The ability of core and NS3 to cause DSBs (3) and inhibit cellular DNA repair can explain the HCV-induced mutations of cellular genes (3). These two proteins induce NO, which, in turn, damages genomic DNA and suppresses DNA repair, the latter of which was most likely caused by the inactivation of DNA repair enzyme active sites by nitrosylation (34, 35). The latter effect will lead to the suppression of base-excision repair (34–36). HCV-induced DSBs themselves may also inhibit nucleotide excision repair (37). Significantly, the repair activities for γ-ray-, UV-, or bleomycin-caused DNA damages were all inhibited by core and NS3 proteins. NO may alter the phosphorylation status of the repair enzymes and inhibits their function (35). In this study, however, post-translational modification of repair enzymes was not investigated in detail.

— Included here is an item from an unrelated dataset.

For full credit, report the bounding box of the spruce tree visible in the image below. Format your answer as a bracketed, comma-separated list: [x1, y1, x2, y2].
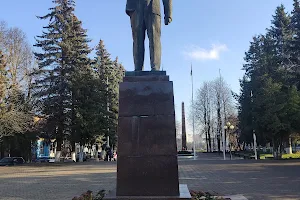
[289, 0, 300, 89]
[94, 40, 125, 148]
[35, 0, 75, 160]
[0, 51, 7, 106]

Inhibition of Mre11/Rad50/NBS1 complex formation abrogates the ATM-dependent double-strand DNA break repair

ATM and Mre11/Rad50/NBS1 complex are required for the early G2/M checkpoint in response to IR (38, 39) and prevent DSB accumulation during chromosomal DNA replication (40). Recent studies demonstrated that M/R/N complex plays a critical role in DSBs repair through ATM activation (1). The Ku70, Ku80, and DNA-PKcs are involved in the NHEJ (41). The core protein may interrupt the binding of Mre11/Rad50 heterodimer to NBS1. Indeed, the immunoprecipitation experiments demonstrated that the proteins coprecipitated with NBS1 did not include Rad50 nor Mre11, indicating that core-NBS1 binding blocked the binding of Mre11/Rad50 with NBS1-Core complex. The core protein may sequester the endogenous NBS1 to interfere with the interaction between NBS1 and Mre11/Rad50. Indeed, overexpression of NBS1 in core-stable transformants restored the XRCC4 recruitment to damaged-DNA sites (Figure 7). Although core protein expression does not affect the expression level of key components of NHEJ, including Ku70, Ku86, and DNA-PKcs, we cannot exclude the possibility that there are direct interactions or functional inhibition of NHEJ components (such as DNA-PKcs or ligase IV) by the core protein. Further study is required for the mechanism of NHEJ inhibition.

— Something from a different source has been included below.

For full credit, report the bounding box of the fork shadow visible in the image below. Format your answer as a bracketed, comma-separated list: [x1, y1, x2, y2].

In conclusion, HCV, through its core and NS3 proteins, caused chromosomal instability via several mechanisms (Figure 6O). First, it induces NO and ROS production, thereby inhibiting NHEJ, and leading to chromosomal translocations and deletions. Second, binding of core protein to NBS1 inhibits ATM activation. The reduced ability of HCV-infected cells to efficiently repair DNA damage, coupled with the ability of HCV to induce DNA damages, would introduce random rearrangements into the genome, leading to predisposition to cancer. Previously, it has been reported that NS3 protein binds directly to ATM, causing inhibition of DNA damage repair (28). Thus, the combined effects of core and NS3 proteins induce DNA damages, causing either oncogenesis or immune dysfunction.